Ultimately, the rich country-comparison offered by Doner, Noble and Ravenhill can provide us with an incredibly valuable source to understand variations and trajectories in automotive industrialisation. It can very interestingly contribute to a political economy analysis of industrial policies and development strategies, that can inform research certainly beyond the East Asian context. To push reflections even further, the authors leave us with a series of open questions and future scenarios – will global demand in the auto sector continue to shift to the developing world, despite major uncertainties linked to issues like electrification, pollution, urban congestion? How will global challenges and the move towards EVs deal with important developmental matters, like skills shortage and employment re-composition? Who will be the next global leaders in automobile and EV production? Could hybrid intensive-extensive strategies be the solution for countries still developing their auto industries?
 
These questions introduced a very insightful and thought-provoking debate with our GERPISA audience. Many questions and comments were raised, amongst which:
·         The developmental impact of extensive automotive growth and the potential of intensive automotive growth to channel upgrading and integration within GVCs – can the two be ranked? To what extent one can follow the other, starting with extensive growth and then scaling up to an intensive path throughout structural transformation? How can we make sense of quality institutions in developing countries where the policy space is severely limited by the power of multinationals, where the direction taken by industrial policy is not often a choice but often driven by necessity? (L. Monaco)

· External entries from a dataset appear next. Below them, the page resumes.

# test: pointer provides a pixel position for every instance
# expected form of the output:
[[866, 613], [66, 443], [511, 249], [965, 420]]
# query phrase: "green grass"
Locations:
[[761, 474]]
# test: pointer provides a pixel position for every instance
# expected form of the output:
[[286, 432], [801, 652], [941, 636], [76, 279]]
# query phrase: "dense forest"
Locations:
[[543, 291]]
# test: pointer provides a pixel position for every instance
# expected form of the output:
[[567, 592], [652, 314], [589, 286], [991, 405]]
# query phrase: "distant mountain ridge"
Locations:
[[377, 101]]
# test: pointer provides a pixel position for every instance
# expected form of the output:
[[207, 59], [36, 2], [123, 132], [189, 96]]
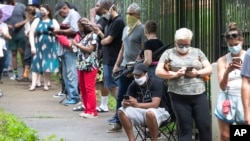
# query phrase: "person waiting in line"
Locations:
[[4, 35], [150, 46], [133, 39], [30, 13], [67, 56], [145, 104], [44, 47], [111, 41], [87, 64], [229, 68], [186, 86]]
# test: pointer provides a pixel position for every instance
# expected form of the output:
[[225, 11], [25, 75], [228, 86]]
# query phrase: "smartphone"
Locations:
[[237, 59], [126, 97], [188, 69]]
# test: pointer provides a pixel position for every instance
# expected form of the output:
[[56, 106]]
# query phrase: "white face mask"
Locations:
[[182, 50], [142, 80], [235, 49]]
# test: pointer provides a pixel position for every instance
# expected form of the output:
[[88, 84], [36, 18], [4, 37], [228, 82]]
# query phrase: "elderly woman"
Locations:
[[229, 77], [184, 68], [4, 35]]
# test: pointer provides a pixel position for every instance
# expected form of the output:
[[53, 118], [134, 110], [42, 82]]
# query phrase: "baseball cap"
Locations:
[[59, 6], [140, 68]]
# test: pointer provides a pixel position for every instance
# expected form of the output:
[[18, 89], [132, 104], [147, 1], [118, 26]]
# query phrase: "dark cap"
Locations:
[[59, 6], [140, 68]]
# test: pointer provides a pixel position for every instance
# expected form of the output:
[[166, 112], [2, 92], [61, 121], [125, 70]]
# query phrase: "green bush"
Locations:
[[11, 129]]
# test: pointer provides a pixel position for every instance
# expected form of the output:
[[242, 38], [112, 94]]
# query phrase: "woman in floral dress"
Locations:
[[43, 47]]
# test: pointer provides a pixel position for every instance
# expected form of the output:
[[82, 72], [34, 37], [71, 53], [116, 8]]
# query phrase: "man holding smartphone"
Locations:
[[145, 95]]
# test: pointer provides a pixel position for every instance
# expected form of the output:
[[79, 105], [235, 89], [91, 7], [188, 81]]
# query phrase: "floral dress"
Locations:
[[45, 59]]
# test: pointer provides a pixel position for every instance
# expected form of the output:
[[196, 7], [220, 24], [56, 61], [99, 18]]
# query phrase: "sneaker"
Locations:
[[85, 115], [148, 135], [59, 95], [23, 79], [14, 77], [70, 102], [115, 128]]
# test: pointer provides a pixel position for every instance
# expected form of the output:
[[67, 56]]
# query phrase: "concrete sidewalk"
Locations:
[[39, 110]]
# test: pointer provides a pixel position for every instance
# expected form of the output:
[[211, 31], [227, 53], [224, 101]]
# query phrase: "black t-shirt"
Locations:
[[153, 45], [144, 94], [111, 51]]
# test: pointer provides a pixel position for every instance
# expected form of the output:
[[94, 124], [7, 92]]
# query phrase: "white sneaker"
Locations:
[[14, 77], [59, 95]]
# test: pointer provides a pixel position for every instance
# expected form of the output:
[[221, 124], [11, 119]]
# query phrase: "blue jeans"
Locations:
[[69, 74], [123, 83]]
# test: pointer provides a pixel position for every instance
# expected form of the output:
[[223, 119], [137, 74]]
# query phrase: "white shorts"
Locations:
[[138, 115]]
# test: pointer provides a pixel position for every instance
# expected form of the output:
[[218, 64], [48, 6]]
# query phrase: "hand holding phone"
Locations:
[[237, 60], [188, 69], [126, 97]]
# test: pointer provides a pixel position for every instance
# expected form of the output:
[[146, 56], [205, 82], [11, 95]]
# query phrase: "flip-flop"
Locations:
[[79, 108], [100, 110]]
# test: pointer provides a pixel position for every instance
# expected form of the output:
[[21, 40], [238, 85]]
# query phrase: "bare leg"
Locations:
[[34, 79], [152, 125], [127, 125], [224, 130]]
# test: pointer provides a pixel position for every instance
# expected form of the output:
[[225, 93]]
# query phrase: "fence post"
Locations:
[[214, 94]]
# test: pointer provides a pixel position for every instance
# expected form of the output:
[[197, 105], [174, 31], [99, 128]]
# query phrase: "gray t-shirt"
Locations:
[[245, 70], [132, 43], [17, 16], [185, 85]]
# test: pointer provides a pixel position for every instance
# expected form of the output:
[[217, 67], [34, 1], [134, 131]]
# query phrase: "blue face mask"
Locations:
[[235, 49]]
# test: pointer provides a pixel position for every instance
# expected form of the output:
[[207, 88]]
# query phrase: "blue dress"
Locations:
[[45, 59]]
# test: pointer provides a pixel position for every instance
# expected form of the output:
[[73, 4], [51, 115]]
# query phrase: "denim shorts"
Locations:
[[108, 80]]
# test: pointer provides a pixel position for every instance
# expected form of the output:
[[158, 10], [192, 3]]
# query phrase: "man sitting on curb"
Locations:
[[144, 103]]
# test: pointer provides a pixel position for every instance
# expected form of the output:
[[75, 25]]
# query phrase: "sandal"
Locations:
[[79, 108], [100, 110], [45, 88], [32, 88]]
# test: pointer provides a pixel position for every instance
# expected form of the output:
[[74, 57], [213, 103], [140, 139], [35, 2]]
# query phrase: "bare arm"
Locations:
[[133, 102], [245, 93]]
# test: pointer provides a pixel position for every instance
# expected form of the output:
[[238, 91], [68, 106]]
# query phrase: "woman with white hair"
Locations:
[[184, 68]]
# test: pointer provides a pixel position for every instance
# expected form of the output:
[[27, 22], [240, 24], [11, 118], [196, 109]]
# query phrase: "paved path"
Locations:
[[39, 110]]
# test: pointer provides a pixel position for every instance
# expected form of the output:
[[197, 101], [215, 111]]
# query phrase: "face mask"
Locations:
[[142, 80], [97, 18], [107, 16], [183, 50], [38, 14], [235, 49]]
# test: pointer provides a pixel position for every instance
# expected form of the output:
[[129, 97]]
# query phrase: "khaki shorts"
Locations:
[[138, 115]]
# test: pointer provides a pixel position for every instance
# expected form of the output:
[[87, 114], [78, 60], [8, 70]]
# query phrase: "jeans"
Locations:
[[69, 74], [123, 83]]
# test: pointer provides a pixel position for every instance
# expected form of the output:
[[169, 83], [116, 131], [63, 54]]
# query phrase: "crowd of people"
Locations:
[[87, 51]]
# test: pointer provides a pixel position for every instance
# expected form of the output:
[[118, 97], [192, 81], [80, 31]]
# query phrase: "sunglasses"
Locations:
[[232, 36]]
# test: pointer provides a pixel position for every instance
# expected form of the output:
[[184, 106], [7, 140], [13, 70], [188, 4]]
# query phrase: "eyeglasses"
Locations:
[[182, 45], [232, 36]]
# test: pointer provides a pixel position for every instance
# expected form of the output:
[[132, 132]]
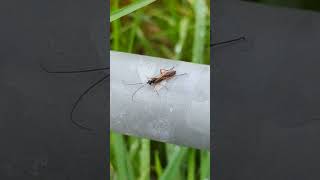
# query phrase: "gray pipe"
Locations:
[[178, 114]]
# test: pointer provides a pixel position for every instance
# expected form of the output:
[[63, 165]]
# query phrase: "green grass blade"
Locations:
[[200, 9], [183, 32], [120, 157], [176, 160], [129, 9], [145, 160], [158, 166], [204, 165], [191, 164]]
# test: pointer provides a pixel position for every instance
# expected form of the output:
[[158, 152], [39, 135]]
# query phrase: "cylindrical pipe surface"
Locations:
[[177, 111]]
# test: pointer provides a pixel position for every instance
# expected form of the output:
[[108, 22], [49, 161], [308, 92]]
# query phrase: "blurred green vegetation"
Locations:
[[301, 4], [174, 29]]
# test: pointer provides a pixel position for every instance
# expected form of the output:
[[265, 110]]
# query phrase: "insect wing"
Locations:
[[160, 85]]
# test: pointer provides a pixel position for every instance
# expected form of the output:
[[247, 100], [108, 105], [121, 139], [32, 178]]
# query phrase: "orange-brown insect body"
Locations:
[[164, 75]]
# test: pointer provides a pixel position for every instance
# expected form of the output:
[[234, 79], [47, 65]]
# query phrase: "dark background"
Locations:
[[38, 140], [300, 4], [266, 92]]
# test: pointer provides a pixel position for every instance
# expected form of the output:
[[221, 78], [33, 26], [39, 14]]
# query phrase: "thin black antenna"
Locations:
[[80, 98], [229, 41], [77, 71], [75, 105]]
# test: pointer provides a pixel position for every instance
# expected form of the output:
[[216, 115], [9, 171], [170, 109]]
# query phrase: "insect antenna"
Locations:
[[75, 105], [133, 83], [77, 71], [80, 98], [229, 41]]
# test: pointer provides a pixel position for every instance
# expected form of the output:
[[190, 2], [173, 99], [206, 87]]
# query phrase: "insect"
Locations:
[[229, 41], [87, 90], [165, 74]]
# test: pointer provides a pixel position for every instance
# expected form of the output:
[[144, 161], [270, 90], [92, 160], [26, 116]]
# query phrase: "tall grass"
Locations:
[[174, 29]]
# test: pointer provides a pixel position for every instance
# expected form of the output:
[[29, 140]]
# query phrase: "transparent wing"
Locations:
[[160, 85]]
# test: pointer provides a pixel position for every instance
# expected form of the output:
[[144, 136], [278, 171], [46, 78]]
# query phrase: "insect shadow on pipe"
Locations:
[[165, 74], [86, 91]]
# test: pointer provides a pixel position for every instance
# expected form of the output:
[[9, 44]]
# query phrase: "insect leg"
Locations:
[[80, 98], [181, 74], [137, 91]]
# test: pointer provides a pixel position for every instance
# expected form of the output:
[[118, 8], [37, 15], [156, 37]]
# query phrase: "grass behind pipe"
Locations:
[[169, 29]]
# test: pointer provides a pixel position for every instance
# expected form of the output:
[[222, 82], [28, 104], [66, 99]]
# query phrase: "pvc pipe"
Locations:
[[178, 114]]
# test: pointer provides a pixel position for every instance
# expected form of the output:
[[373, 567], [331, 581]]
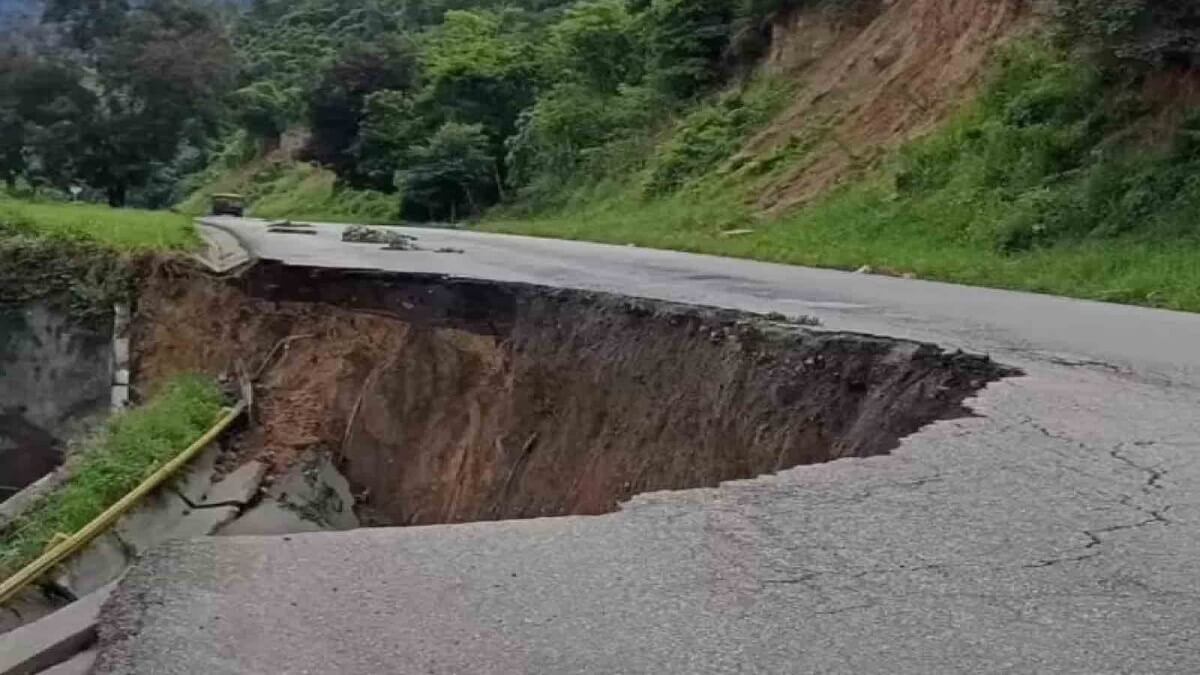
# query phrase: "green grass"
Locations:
[[1044, 184], [126, 230], [295, 191], [864, 226], [129, 449]]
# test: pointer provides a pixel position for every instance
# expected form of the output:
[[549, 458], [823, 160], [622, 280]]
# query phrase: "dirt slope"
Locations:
[[871, 84], [468, 401]]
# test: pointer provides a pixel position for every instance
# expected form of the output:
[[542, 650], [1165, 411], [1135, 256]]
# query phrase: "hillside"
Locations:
[[1044, 145]]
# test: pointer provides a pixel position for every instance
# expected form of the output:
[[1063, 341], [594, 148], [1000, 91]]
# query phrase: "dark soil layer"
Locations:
[[451, 401]]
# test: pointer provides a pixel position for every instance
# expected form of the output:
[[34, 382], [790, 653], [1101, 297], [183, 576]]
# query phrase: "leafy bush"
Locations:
[[712, 133], [1152, 33]]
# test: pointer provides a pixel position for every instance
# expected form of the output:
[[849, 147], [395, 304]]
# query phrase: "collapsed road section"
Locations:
[[449, 401]]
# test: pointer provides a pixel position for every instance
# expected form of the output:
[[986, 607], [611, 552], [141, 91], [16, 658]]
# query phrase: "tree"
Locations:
[[1155, 33], [685, 40], [597, 45], [43, 113], [336, 107], [150, 101], [451, 174], [480, 72], [264, 109]]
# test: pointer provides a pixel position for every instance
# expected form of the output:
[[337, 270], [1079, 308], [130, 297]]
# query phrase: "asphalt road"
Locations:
[[1056, 531]]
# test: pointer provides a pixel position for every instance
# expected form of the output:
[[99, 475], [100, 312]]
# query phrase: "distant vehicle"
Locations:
[[228, 205]]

·         We have seen different stages of development – most of the countries that industrialised before globalisation and the access to WTO went through a first phase of import substitution and the promotion of national champions, the countries that succeeded later mostly find their car production dominated by multinationals/foreign capital. Does this mean that the intensive growth strategy has become more and more difficult/less and less feasible? What difference does the domestic market make in your analysis, whereby the countries that made it even in a period where global production is driven by global value chains could all count on significant domestic markets? (T. Pardi)
·         What do you think of current development strategies like the one Indonesia is following, leveraging on local raw materials supply (like nickel) to entice car makers to build a local EV value chain? Is this interesting/sustainable? (M. Schroeder)
·         Building on the first question, on what follows what, it is historically quite clear that it is very difficult to build an intensive path without having first gone through an extensive one, to some extent, and that extensive growth is largely driven by increases in productivity. To what extent productivity is a crucial factor, if we go beyond the sectoral study? In terms of institutions, if these are described as demand-based, what does it take for this demand to be realised, in terms of new institutions? (A. D’Costa)
·         Issues of local development, suppliers development and production based on ‘enclaves’; sourcing strategies, the demand from MNCs that suppliers constantly squeeze costs; technology and skills transfers (comparison – Thailand, Japan, Taiwan, Indonesia); path dependency in institutions.
·         Cases of ‘reverse industrialisation’, rather moving from an intensive to an extensive path, often after having been ‘captured’ by multinational companies. Additional examples from UK, Czech Republic, Sweden, Vietnam, Taiwan (J. Thoburn)
·         Additional remarks on localisation and supply chain development in Romania; on electrification and niche strategies in Poland; on impact of single market on CEE auto industry (T. Pardi).